NOTE : Traduction Française à venir
This page offers a brief overview of medieval studies in Serbia with links and information about its institutions, societies, publications, journals, libraries and other resources. It is intended for anyone interested in studying or doing research in Serbia, but also for general readers who want to find out more about the medieval period of the country. The links provided lead to websites of history departments, universities and research centres in the country, as well as archives, libraries, and other places of interest for medievalists. Some sites are consultable in English, while others are only available in Serbian (such are marked by asterisks). However, this issue can be overcome by using the Google translate technology to translate entire web pages.

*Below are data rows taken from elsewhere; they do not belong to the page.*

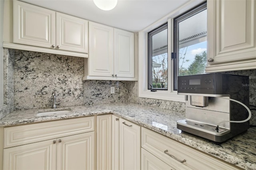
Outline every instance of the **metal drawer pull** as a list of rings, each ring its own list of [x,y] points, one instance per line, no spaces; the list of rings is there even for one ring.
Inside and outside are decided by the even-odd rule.
[[[183,160],[180,160],[179,159],[178,159],[178,158],[175,157],[174,156],[172,155],[171,154],[170,154],[169,153],[168,153],[167,152],[168,152],[168,150],[167,150],[167,149],[166,150],[165,150],[164,151],[164,152],[165,154],[167,154],[168,156],[170,156],[170,157],[171,157],[173,158],[175,160],[178,160],[179,162],[185,162],[186,161],[186,159],[184,159]]]
[[[123,124],[127,126],[128,126],[129,127],[132,127],[132,125],[129,125],[126,124],[126,123],[125,123],[125,122],[123,122]]]

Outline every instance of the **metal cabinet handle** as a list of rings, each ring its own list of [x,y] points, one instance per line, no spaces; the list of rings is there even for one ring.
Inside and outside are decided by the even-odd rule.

The medieval period was part of study programmes and an area of interest of Serbian researchers from the beginnings of modern education and science in Serbia, especially since the late 1830s, when the first editions of medieval diplomatic sources began to appear and the first lectures in history at the Lyceum were given. (The Lyceum is the first institution of the higher educatimn in!Smrbia. It was later transformed (in 1863) into the Great School, and eventually became the University in 1905.) From then up until now medieval studies have continuity in Serbian science. The researchers from Serbia gave very significant contribution to Byzantine studies and the so-called Byzantine school of Belgrade is considered to be one of the finest in the world. Despite this, the majority of books and articles were (and still are) published in Serbian and other South Slavic languages, while very few were printed in other European languages, which today represent the standard means of scientific communication, primarily in English, and to a lesser extent, in French and German.
When it comes to higher education, the Middle Ages are taught and studied at the Faculties of Philosophy in Belgrade, Novi Sad, Niš and Kosovska Mitrovica (up to the level of doctoral studies), while among the scientific institutes medieval period is currently being researched in the Institute of History, Institute for Byzantine Studies of the Serbian Academy of Sciences and Arts (SASA) and Institute for Balkan Studies of the SASA, and, in a broader context of humanities, in some other institutions which conduct the research of archaeology, art history, philology, philosophy, theology and musicology. No state institutions are exclusively engaged in the research of the Middle Ages. However, recently (in 2011), a non-profit professional association of citizens – Centre for Advanced Medieval Studies was established. It gathers a number of young medievalists employed in various reputable institutions, with a goal to foster, promote and modernize medieval studies in Serbia and in the region of South Eastern Europe and the Mediterranean. In 2013, the Centre launched its annual scholarly journal – Initial. A Review of Medieval Studies.
Due to the Ottoman conquest in the mid fifteenth century, most of the original material from the Middle Ages on the territory of Serbia was completely destroyed, and there are no specialist archives and libraries devoted to this historical period. Smaller collections of original documents have been preserved in the National Library and the University Library in Belgrade and in the Archive of the SASA, as well as several museums and archives. Most of the items relating to Serbia and Serbian lands in general are located in Croatia (Dubrovnik), Montenegro (Kotor), Italy (Venice) and Hungary (Budapest). Copies and printouts of these sources were not produced systematically and can be found mainly in the possession of various local researchers, or in bequests of deceased medievalists.